SPT has implemented a successful cultivation of the software element. Moreover, its use of chartered-in tonnage has reduced the amount of capital tied up, reduced risks, and made the company less vulnerable to fluctuations in the tanker values.
SPT operated an average of 8.4 Aframax vessels during the first half of 1999 and posted earnings before interest, taxes and depreciation (EBITDA) of USD 7 million. The average annual earnings on an EBITDA basis has been around USD 8 million the last three years (incl. the forecast for all of 1999). Even with a gradual decline to this level a value of USD 40 million for SPT alone is justifiable. A value of around USD 40 million for SPT alone corresponds to NOK 48 per share in IMS.
China activities
The Board of Directors considers the investments in Asia to be interesting. We are in particular expecting a great deal from the transport of gas by specially designed barges on the Yangtze River. This activity has been developed through a joint venture with local partners, and I.M. Skaugen owns half of the operating company, TNGC. Cooperation with Chinese partners has given us access to both local and national decision-makers, which is considered to be decisive for success in the Chinese market.
The market potential for this type of operation in China is enormous. We can mention that our transportation of gas on the Yangtze River covers an area that includes five provinces with a population of more than 280 million people, all of whom are potential users of gas for heating, cooking and lighting. Moreover, there are significant industrial activities in the area.

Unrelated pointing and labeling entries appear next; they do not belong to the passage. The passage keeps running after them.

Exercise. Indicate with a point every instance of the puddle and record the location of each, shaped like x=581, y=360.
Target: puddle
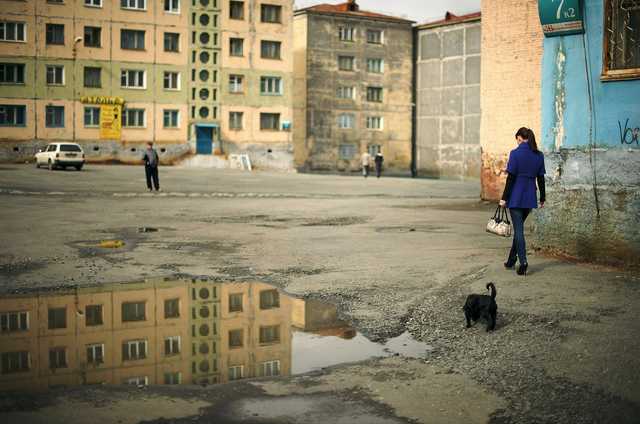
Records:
x=179, y=331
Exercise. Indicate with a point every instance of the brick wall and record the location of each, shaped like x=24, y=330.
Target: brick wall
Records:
x=510, y=83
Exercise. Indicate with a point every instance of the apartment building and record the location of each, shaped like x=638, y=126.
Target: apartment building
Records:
x=353, y=84
x=257, y=85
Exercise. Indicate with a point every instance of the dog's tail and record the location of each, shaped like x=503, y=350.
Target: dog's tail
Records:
x=492, y=289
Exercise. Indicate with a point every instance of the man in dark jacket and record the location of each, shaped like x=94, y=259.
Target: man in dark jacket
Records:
x=151, y=160
x=378, y=161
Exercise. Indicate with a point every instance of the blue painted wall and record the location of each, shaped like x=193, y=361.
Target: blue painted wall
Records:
x=565, y=95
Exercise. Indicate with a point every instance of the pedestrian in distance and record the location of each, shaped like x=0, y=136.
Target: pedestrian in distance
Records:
x=366, y=164
x=378, y=161
x=525, y=166
x=151, y=160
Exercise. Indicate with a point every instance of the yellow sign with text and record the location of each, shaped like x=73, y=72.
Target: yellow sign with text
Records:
x=110, y=121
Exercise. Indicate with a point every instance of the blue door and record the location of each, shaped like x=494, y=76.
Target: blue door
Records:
x=204, y=140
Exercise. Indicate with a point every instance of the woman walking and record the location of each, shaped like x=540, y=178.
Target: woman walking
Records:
x=525, y=166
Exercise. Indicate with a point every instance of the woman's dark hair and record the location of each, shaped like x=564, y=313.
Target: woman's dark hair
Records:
x=527, y=134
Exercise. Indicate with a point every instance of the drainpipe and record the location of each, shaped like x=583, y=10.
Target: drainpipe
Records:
x=414, y=125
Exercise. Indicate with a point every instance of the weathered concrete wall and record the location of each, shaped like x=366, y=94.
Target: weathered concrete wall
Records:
x=570, y=222
x=448, y=101
x=509, y=84
x=323, y=137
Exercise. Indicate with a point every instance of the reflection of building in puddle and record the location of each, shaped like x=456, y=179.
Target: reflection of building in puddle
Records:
x=156, y=332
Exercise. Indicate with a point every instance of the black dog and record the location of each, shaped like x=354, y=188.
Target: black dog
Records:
x=482, y=306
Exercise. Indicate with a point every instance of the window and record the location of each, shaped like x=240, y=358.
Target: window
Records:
x=271, y=86
x=346, y=93
x=57, y=358
x=54, y=117
x=374, y=94
x=12, y=73
x=172, y=378
x=270, y=121
x=131, y=39
x=346, y=151
x=172, y=345
x=346, y=33
x=271, y=13
x=235, y=46
x=171, y=42
x=270, y=334
x=95, y=354
x=11, y=362
x=172, y=6
x=236, y=9
x=92, y=77
x=236, y=372
x=14, y=321
x=375, y=66
x=374, y=36
x=171, y=80
x=55, y=75
x=235, y=300
x=235, y=83
x=13, y=31
x=92, y=36
x=622, y=32
x=171, y=118
x=133, y=118
x=55, y=34
x=172, y=307
x=374, y=122
x=93, y=313
x=134, y=349
x=346, y=121
x=130, y=78
x=13, y=115
x=236, y=338
x=269, y=299
x=133, y=4
x=269, y=368
x=133, y=311
x=346, y=63
x=137, y=381
x=270, y=49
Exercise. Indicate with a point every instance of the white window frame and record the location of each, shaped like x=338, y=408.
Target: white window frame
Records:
x=125, y=117
x=171, y=112
x=172, y=351
x=169, y=75
x=137, y=343
x=347, y=33
x=375, y=65
x=233, y=372
x=133, y=4
x=128, y=82
x=95, y=347
x=84, y=115
x=16, y=39
x=93, y=3
x=21, y=316
x=172, y=7
x=271, y=86
x=53, y=68
x=346, y=121
x=372, y=120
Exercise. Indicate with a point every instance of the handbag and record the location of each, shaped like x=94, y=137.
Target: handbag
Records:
x=499, y=223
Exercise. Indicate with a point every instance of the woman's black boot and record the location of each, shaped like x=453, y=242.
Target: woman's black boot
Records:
x=522, y=269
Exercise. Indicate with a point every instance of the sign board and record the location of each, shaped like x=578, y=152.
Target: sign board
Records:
x=560, y=17
x=110, y=115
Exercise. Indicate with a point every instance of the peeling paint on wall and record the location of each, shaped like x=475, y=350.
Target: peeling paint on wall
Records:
x=559, y=98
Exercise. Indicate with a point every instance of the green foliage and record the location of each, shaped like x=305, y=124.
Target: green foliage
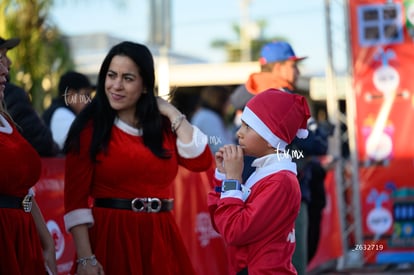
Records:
x=42, y=55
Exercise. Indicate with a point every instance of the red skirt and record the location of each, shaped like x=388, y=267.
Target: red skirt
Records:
x=126, y=242
x=20, y=248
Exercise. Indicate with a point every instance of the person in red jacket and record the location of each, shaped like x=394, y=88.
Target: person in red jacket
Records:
x=257, y=218
x=27, y=247
x=123, y=151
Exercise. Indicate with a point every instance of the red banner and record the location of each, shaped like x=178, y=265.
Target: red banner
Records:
x=383, y=68
x=49, y=196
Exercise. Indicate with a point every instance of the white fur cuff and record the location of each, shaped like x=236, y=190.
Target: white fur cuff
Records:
x=77, y=217
x=195, y=148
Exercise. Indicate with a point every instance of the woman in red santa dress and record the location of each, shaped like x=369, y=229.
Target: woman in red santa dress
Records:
x=26, y=247
x=123, y=151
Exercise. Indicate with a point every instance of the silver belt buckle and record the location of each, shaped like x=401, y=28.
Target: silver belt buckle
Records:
x=146, y=205
x=27, y=203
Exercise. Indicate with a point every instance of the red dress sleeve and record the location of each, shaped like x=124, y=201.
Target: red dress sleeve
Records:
x=79, y=170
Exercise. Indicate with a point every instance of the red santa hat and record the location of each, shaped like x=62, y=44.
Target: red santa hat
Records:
x=277, y=116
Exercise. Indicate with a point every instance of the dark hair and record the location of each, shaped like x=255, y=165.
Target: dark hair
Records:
x=102, y=115
x=215, y=98
x=73, y=80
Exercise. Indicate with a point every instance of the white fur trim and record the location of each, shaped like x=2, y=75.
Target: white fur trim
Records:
x=218, y=175
x=302, y=133
x=195, y=148
x=250, y=118
x=77, y=217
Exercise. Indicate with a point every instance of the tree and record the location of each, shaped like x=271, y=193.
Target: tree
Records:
x=42, y=55
x=233, y=48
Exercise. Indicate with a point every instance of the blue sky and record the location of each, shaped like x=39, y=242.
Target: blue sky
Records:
x=197, y=23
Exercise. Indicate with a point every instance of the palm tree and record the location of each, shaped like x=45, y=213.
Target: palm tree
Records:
x=233, y=48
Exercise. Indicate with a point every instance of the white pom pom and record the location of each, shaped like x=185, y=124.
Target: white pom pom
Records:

Today the most important energy carrier in the area is brown coal. We are relying on a gradual development of the infrastructure in the area so that it will be easy for individual consumers to change over from brown coal to the far cleaner and more environmentally friendly gas alternative.
The Board of Directors of I.M. Skaugen regard the investments in China as a long-term investment with a substantial potential, but we do not expect any return on the capital in the short term.
Conclusion
In the opinion of the Board of Directors of I.M. Skaugen the offer of NOK 60 per share from Navigazione Montanari does not reflect the value of the company's underlying assets nor its increase in value potential. The book value of our fixed assets in all our activities alone gives a price of NOK 86 per share. Our internal analyses, based on the discounted estimated cash flow, show that the value of each share range between NOK 96 and NOK 165. Our view is supported by the value estimates from Handelsbanken Markets and DnB Markets. We find, however, that we should point out that we do not believe that these values will always be fully reflected in the share price on the Oslo Stock Exchange in the short to medium term. We are, however, convinced that the shareholders can receive a very good return on their investment instead of a sale of the company at NOK 60 per share if the company continues its strategy and focus on service and cost-effectiveness in the gas transport and lightering segments.
The Board of Directors will seek to promote and safeguard the value of the shareholders' assets and will not exclude any alternatives in this connection. The alternatives that are put forward must, however, reflect the value of the underlying assets in a reasonable manner, and they must give the shareholders of I.M. Skaugen a fair share of the synergies that can be realised through a sensible and industrially oriented consolidation.